Un avantage de taille

“Tout le calendrier est en train d’être réaménagé pour comprimer les délais”, confirme Michel Claessens. Plus pragmatique, la nouvelle approche défendue par la direction d’Iter semble convaincre. “Les pays donateurs soutiennent toujours le projet”, assure Sébastien Koczorowski. Sans doute gardent-ils en tête les atouts d’une machine futuriste comme Iter. “Si ce réacteur expérimental est si gros et si complexe, c’est pour pouvoir créer davantage de chaleur à l’intérieur et surtout, maintenir la réaction de fusion pendant une quinzaine de minutes. Une performance bien plus élevée que celle que visent les start-up les plus en vue avec leurs machines de poche”, résume Yannick Marandet.

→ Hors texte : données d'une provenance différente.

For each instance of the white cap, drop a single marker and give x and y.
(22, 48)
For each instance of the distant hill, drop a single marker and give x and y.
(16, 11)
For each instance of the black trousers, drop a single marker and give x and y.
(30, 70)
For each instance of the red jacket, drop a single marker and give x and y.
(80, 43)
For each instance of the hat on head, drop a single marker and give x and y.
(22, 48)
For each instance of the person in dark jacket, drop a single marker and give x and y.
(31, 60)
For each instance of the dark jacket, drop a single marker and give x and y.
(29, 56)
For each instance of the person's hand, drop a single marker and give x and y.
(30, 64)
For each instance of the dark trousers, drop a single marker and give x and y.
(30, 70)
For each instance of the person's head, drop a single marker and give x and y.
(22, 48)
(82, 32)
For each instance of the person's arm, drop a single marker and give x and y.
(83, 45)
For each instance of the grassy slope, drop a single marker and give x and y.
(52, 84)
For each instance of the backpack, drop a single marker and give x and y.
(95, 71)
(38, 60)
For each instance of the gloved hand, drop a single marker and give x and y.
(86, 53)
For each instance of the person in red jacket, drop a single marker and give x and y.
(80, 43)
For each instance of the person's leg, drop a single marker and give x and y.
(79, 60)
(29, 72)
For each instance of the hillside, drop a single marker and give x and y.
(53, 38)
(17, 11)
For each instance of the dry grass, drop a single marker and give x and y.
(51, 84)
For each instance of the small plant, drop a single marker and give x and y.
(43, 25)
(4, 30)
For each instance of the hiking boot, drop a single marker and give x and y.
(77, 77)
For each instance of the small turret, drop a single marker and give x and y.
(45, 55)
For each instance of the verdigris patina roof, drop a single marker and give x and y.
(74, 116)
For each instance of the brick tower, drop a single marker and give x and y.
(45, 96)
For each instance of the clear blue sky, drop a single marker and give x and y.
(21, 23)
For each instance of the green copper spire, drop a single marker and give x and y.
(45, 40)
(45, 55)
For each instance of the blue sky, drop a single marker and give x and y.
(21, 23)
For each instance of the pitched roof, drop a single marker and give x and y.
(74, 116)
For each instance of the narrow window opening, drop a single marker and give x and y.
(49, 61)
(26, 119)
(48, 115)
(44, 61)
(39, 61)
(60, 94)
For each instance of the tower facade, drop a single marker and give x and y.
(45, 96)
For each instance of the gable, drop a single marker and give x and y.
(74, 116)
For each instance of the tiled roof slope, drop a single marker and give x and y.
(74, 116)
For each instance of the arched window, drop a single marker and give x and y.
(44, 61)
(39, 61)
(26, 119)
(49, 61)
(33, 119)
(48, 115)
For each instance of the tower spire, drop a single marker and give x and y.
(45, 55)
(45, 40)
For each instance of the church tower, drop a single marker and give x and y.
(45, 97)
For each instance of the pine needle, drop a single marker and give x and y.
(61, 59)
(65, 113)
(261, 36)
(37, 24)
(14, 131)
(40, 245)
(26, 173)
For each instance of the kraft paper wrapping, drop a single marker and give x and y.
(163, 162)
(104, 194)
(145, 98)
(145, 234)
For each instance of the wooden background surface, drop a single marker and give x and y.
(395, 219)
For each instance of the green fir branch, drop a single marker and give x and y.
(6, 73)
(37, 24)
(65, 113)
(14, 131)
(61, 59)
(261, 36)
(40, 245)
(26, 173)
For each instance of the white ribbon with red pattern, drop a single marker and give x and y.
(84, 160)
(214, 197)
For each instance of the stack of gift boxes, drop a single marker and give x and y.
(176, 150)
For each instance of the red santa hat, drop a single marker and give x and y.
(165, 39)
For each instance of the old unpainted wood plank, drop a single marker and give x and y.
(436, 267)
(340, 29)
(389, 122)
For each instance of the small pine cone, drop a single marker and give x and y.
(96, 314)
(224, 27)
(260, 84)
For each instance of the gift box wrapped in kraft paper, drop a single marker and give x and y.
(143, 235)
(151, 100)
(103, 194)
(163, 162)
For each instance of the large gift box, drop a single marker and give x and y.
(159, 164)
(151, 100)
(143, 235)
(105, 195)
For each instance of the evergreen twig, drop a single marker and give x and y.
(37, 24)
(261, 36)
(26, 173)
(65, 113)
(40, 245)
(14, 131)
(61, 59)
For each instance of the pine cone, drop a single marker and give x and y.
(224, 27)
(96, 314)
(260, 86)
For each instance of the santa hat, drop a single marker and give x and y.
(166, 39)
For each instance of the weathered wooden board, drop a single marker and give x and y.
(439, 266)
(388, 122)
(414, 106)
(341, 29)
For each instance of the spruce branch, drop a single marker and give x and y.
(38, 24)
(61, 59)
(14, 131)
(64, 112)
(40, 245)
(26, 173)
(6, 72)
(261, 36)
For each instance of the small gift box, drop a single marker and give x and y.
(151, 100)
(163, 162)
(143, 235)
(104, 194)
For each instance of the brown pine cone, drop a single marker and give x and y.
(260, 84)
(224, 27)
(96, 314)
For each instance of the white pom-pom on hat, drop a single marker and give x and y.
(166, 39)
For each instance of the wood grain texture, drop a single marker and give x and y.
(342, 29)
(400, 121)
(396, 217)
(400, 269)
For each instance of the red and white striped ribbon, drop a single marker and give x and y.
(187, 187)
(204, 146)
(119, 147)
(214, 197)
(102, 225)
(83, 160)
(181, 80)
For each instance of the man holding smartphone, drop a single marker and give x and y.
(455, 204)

Autre aspect inhérent au chantier de Cadarache, les différents partenaires nationaux veulent être certains qu’à l’issue du processus, ils auront acquis les compétences nécessaires à la conception d’un réacteur. Chacun d’entre eux fournit donc des éléments de la machine, ce qui ajoute une couche de complexité au projet et allonge les délais de construction. “Au rythme où vont les choses, la fusion ne sera sans doute pas suffisamment développée pour peser sur le climat en 2050, convient Yannick Marandet. Mais cela ne veut pas dire qu’elle n’a aucun intérêt !” Elle vise à produire une énergie décarbonée, pilotable, à partir de ressources disponibles en abondance et de manière relativement homogène (du deutérium issu des océans et du lithium en très petite quantité par rapport aux besoins industriels). “La fusion a sa place dans notre mix énergétique, estime le scientifique. N’oublions pas qu’un scénario 100 % renouvelable nécessiterait la construction de centrales thermiques fonctionnant au gaz, si on se réfère aux scénarios produits par RTE [Réseau de transport d’électricité]. Par ailleurs, les ressources en uranium nécessaires pour les réacteurs nucléaires actuels finiront bien par s’épuiser. Enfin, si à l’avenir nous devons capter énormément de CO2 dans notre atmosphère, il nous faudra beaucoup d’énergie. Dans ce cas, la fusion pourrait s’avérer utile.” Mais avant d’en arriver là, il faudra mener le chantier jusqu’au bout.